L'empereur alors, méditant la péripétie terrible, promena une dernière
fois sa lunette sur tous les points du champ de bataille. Sa garde,
l'arme au pied derrière lui, l'observait d'en bas avec une sorte de
religion. Il songeait; il examinait les versants, notait les pentes,
scrutait le bouquet d'arbres, le carré de seigles, le sentier; il
semblait compter chaque buisson. Il regarda avec quelque fixité les
barricades anglaises des deux chaussées, deux larges abatis d'arbres,
celle de la chaussée de Genappe au-dessus de la Haie-Sainte, armée de
deux canons, les seuls de toute l'artillerie anglaise qui vissent le
fond du champ de bataille, et celle de la chaussée de Nivelles où
étincelaient les bayonnettes hollandaises de la brigade Chassé. Il
remarqua près de cette barricade la vieille chapelle de Saint-Nicolas
peinte en blanc qui est à l'angle de la traverse vers Braine-l'Alleud.

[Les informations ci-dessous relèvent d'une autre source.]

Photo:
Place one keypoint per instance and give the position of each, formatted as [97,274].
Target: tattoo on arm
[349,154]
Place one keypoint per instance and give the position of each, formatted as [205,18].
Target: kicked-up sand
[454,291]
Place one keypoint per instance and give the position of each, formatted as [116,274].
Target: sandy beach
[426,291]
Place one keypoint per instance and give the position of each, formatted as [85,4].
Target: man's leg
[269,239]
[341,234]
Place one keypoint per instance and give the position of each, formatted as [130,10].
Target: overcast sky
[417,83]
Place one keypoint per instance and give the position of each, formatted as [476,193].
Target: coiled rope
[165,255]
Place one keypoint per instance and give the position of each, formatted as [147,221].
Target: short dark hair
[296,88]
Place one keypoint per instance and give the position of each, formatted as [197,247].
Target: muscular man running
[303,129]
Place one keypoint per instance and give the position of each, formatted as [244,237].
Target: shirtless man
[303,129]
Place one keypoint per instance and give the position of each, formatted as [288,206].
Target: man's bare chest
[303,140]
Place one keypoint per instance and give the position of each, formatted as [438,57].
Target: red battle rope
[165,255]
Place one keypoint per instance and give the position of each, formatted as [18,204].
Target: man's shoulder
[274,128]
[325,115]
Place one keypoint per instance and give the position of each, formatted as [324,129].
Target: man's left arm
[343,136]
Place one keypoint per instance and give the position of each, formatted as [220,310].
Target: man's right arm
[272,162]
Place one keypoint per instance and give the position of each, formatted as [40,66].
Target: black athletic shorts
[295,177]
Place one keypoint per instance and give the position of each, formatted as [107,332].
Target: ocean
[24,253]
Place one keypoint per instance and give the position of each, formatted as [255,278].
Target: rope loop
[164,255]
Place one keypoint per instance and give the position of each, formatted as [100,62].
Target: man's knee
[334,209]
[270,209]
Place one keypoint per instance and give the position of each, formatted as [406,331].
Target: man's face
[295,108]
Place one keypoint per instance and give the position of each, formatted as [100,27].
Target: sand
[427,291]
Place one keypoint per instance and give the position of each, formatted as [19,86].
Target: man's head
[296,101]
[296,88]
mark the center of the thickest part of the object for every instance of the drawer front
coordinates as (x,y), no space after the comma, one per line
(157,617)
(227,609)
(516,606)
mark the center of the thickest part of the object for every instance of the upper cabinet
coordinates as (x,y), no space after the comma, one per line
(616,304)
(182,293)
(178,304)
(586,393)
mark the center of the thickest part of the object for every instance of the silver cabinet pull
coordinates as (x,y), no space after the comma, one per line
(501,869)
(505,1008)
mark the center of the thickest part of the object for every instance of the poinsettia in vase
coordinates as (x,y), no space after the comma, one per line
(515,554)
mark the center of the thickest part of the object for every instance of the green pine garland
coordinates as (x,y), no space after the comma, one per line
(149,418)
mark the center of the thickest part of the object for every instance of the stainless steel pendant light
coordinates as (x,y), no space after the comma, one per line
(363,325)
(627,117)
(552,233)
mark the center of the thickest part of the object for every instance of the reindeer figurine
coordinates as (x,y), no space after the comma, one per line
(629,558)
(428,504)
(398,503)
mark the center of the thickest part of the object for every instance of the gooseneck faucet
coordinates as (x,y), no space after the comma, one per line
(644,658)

Il se pencha et parla à demi-voix au guide Lacoste. Le guide fit un
signe de tête négatif, probablement perfide.
L'empereur se redressa et se recueillit.
Wellington avait reculé. Il ne restait plus qu'à achever ce recul par un
écrasement. Napoléon, se retournant brusquement, expédia une estafette à
franc étrier à Paris pour y annoncer que la bataille était gagnée.
Napoléon était un de ces génies d'où sort le tonnerre.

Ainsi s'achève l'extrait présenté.